I am still traumatized by Dr. Atkins's death which resulted from a fall he suffered while slipping on the notorious "black ice," that in turn resulted from snow that fell, freakishly, in New York several Aprils ago. In fact, the word "black" coupled with "ice" sends shivers up my spine. No pun intended.

Many years ago, when we lived at the American Museum of Natural History, Little Babe developed a fear of Black Holes. Late at night, he used to call me into his darkened bedroom to express his fear of getting sucked into one and having his atoms crushed. Though I did the motherly thing of calming him down by reassuring him that he was in no danger of encountering a Black Hole anytime soon, I completely related. My fear of Black Ice is pretty similar. I am afraid of slipping on it and having all my bones crushed.

Which brings me to the ridiculous concept of Ice Skating.

Skidding on ice is a terrifying occurrence that I try to avoid during winter time. Indeed, since first observing it in my early childhood, I have failed to understand how this prelude to broken bones actually became a sport. And an Olympic sport, no less.

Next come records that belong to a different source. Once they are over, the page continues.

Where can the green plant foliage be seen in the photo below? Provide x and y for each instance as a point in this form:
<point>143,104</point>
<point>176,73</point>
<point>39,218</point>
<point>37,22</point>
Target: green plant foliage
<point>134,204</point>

Yes, yes... I can understand that in the time of Hans Christian Andersen, in a place as freezing and backwards as Copenhagen, skating down frozen boulevards made sense. However, with the advent of the modern taxicab, bus, subway and car, there is no excuse for risking one's life in this manner. In fact, I think it's time to proclaim people who pursue figure skating professionally as judgment-impaired -- nay... stupid -- a view confirmed by the film Blades of Glory.

Skating parties were one of the banes of my bane-filled childhood. The skating rink was either populated by show-off skinny girls in Olympics-style skating dresses or maniacs bent on knocking you down on your butt. The music in the rink was always tinny and demonic; indoors, there was a damp, foot-scented ambiance that was only slightly mitigated by the promise of hot chocolate. The hot chocolate served by the emporia in question, however, was inevitably the rip-off version of Swiss Miss, manufactured by Pathmark supermarket.

Though I was an accomplished swimmer, cyclist and tree-climber, I was utterly unable to balance on the invariably too-tight skates that bound my ankles painfully and subjected my feet to frostbite while exposing the rest of my body to uncomfortably cold temperatures.

Fortunately, none of The Three Babes developed a fondness for skating and I can count on the toes of one, still-frostbitten foot the amounts of times I have taken my offspring to a skating rink over the two-plus decades of my mothering.

Anyway, two news stories today affirm the wisdom of my unpopular anti-skating point of view:
  • A report of a girl who drowned trying to save a dog who had ventured out onto a pond covered with a film of thin ice and,
  • A CNN report of an exploding Zamboni at a skating rink in Philadelphia
And while the death of the girl who ventured out onto ice is sheer tragedy, the Zamboni story signifies something quite different, I believe.

While there's an element in this story that hearkens to the science fiction theme of "our machines are turning against us," I discern the hand of God in the exploding Zamboni.

Obviously, the technological advancements of the 21st century have done nothing to dissuade human beings from voluntarily subjecting themselves to the dangers of ice. This failure has made God completely meshuggah with despair. Out of this sense of cosmic desperation He/She has now concocted a new and dramatic warning sign perfectly in sync with the early 21st zeitgeist, that is to say, something explosive.

I predict, however, that wily psychologists are already hard at work coming up with a snazzy-sounding phobia to signify the "irrational" fear of exploding Zamboni machines, thus training us away from our innate, natural -- and potentially lifesaving -- fear of ice.